A great many of those named in RTE’s ‘10 Greatest Irish People’ list, through not fault of their own one stresses, have absolutely no business being there.
Ipsos MRBI, the same number crunchers whose recent findings catalysed Fine Gael’s latest bunfight, conducted the poll which bizarrely includes no writers (Joyce?), sportspeople (Sonia?), explorers (Shackleton?) or scientists.
And it is in the latter field where Waterford ought to have been represented in any such ‘Top 10’, had the question of course been put before a more representative spread of the nation.
Arguably the country’s greatest ever scientific mind, Robert Boyle (born in Lismore in 1627) remains a name revered in academic circles both in Ireland and Britain – and with good reason.
To mark its 350th anniversary, the London-based Royal Society, of which Boyle was a founding fellow, recently put on display 24 handwritten noted penned by the West Waterford native.
These remarkable documents, penned in the 1660s, underline the brilliance of Boyle’s mind, revealing remarkable foresight about future developments in science and medicine.
Boyle hoped for a world where one day people would live well beyond the age of 40, which was the average life expectancy in the late 17th Century.
The reclamation of youth is also hinted at by Boyle, who contemplated a future where false teeth and hair colouring would be an everyday reality.
Following in the footsteps of Leonardo Da Vinci, he also pondered how “the art of flying” over sustained distances could be achieved, some 100 years before hot air ballooning was invented.
Boyle also hoped that medicine would reach a point where wounds could be cured “at a distance, or at least by transplantation”.
Some 400-odd years would pass before Christian Barnaard performed the planet’s first human heart transplant and we now live in a world where face transplants have escaped science fiction’s exclusive realm.
And the list goes on, many of Boyle’s hopes realised, some not so.
“Boyle’s predictions on the future of science are quite remarkable,” according to Royal Society Fellow Jonathan Ashmore.
“His hopes for the cure of diseases by transplantation and drugs to appease pain and aid sleep have both become inherent features of contemporary medicine and yet these were predictions he was making over 300 years ago.”
Mr Ashmore continued: “We have also seen numerous of his other predictions realised in various ways, including flight, modern healthcare prolonging life, Kevlar body armour, underwater exploration and GPS navigation.”
Looking at RTE’s Top 40 list, later cut to the 10 names featured below, Boyle is nowhere in sight, thus rendering this poll almost entirely farcical.
There’s no room either for Ernest Shackleton and Tom Crean, whose feats of exploration and survival in the Antarctic a century ago surely excel the achievements of judging ‘The X Factor’ for example.

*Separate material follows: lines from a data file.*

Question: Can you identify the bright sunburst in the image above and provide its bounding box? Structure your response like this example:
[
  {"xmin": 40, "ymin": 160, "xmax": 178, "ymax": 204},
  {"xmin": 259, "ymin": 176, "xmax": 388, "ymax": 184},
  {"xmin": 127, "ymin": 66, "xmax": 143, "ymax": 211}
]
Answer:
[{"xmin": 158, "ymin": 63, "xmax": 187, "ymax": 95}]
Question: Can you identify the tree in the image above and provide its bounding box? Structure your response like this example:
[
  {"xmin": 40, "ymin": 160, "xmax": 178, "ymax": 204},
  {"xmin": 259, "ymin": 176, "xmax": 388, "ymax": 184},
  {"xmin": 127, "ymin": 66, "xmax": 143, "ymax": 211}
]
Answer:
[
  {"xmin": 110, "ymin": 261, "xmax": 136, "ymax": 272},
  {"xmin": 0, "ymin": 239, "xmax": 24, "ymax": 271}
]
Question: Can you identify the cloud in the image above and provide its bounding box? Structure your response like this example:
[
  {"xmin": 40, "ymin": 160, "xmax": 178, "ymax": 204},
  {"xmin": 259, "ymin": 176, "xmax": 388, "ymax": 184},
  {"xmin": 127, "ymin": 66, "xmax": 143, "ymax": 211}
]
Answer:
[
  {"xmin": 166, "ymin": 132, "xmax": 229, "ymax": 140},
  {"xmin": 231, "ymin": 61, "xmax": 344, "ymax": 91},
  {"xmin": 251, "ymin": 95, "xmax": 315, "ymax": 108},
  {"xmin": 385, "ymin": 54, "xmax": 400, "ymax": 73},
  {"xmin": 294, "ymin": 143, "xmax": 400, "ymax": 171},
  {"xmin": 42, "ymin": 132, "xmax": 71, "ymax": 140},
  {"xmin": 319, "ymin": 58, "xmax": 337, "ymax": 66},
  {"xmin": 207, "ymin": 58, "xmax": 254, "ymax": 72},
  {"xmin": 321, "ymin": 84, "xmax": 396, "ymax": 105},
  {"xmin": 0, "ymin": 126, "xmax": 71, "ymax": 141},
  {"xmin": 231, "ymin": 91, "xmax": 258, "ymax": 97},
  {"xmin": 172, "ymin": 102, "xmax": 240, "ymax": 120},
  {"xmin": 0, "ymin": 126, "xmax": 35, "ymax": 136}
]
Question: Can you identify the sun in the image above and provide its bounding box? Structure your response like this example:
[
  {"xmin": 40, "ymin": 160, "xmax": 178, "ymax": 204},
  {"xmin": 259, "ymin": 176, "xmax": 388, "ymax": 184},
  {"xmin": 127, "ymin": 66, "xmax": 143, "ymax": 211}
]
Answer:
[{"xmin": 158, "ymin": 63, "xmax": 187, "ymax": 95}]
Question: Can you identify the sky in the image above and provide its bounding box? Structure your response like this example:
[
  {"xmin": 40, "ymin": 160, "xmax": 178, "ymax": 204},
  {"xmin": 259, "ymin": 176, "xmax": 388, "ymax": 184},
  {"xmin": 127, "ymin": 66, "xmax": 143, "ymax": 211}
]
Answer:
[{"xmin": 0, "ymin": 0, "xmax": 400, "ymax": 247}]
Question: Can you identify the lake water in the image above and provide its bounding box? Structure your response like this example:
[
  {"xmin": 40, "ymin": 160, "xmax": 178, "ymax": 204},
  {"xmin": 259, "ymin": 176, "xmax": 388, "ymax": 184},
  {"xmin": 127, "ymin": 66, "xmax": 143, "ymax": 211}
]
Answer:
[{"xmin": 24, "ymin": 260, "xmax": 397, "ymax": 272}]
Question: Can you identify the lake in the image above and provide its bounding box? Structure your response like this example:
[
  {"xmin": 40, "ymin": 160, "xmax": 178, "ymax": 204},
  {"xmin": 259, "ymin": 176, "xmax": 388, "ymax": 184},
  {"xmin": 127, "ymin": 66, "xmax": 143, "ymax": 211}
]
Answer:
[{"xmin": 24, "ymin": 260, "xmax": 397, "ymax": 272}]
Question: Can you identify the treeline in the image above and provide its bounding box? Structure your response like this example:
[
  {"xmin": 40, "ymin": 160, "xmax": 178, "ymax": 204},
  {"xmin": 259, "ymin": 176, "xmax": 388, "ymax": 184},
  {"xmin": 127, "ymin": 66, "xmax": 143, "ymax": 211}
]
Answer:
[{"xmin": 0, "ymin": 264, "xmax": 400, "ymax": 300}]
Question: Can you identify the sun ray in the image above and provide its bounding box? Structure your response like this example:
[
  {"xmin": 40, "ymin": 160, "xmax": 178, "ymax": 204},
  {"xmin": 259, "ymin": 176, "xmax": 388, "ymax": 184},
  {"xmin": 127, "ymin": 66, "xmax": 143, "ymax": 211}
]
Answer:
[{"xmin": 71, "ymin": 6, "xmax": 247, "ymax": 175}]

In fact, at least in the views of those surveyed by Ipsos MRBI, only two people born before 1800 (Daniel O’Connell and Wolfe Tone) are worthy of making the ‘Top 40’.
Boyle’s enduring legacy has not been forgotten in Lismore, our county’s magnificent Heritage Town and a place that I will never grow weary of visiting.
Since December 2004, the town’s Heritage Centre has featured the Robert Boyle Science Room; where visitors young and old alike can learn about Waterford’s greatest ever mind.
Students can, if they wish, study in the Boyle Room, as well as conduct experiments in such hallowed scientific surrounds (call 058-54975 for further details).
At a time when the numbers studying science at Leaving Certificate level is declining, any Education Minister worth their salt would consider establishing, for example, a Gaisce offshoot honouring Boyle’s legacy.
Alas, the current incumbent doesn’t know her Darwins from her Einsteins so let’s not start holding breath in anticipation of such an innovation.
Thankfully, since 1899, the Royal Dublin Society has awarded the Boyle Medal, which recognises “scientific research of exceptional merit in Ireland”.
Its awarding nowadays now rotates on a biennial basis between an Irish based scientist and an Irish scientist working abroad.
Just as we award and recognise our heroes and heroines in art and sport, it is only right that a country that’s produced so many extraordinary minds honours our great mathematicians and scientists. Boyle himself would undoubtedly have approved.
To conclude, a final comment from the Royal Society’s Jonathan Ashmore on the exhibition (www.royalsociety.org) which features those remarkable 24, Boyle-written pages.
“This document provides us with an amazing window into one of the most extraordinary minds of the 17th Century.” Says it all, really.
That Robert Boyle, widely described as the founder of modern chemistry is not trumpeted more loudly at a Governmental level represents a damning indictment of how we honour our truly greatest achievers.
Alas, in a world where two admittedly well-spirited youngsters without a musical note in their heads can eke out a living in professional entertainment, it’s no surprise that Boyle’s brilliance is lost on so many.
* For the record, RTE’s decidedly contentious ‘Top 10’ reads as follows: Bono, Noel Browne, Michael Collins, James Connolly, Stephen Gately, John Hume, Phil Lynott, Padraig Pearse, Mary Robinson and Adi Roche.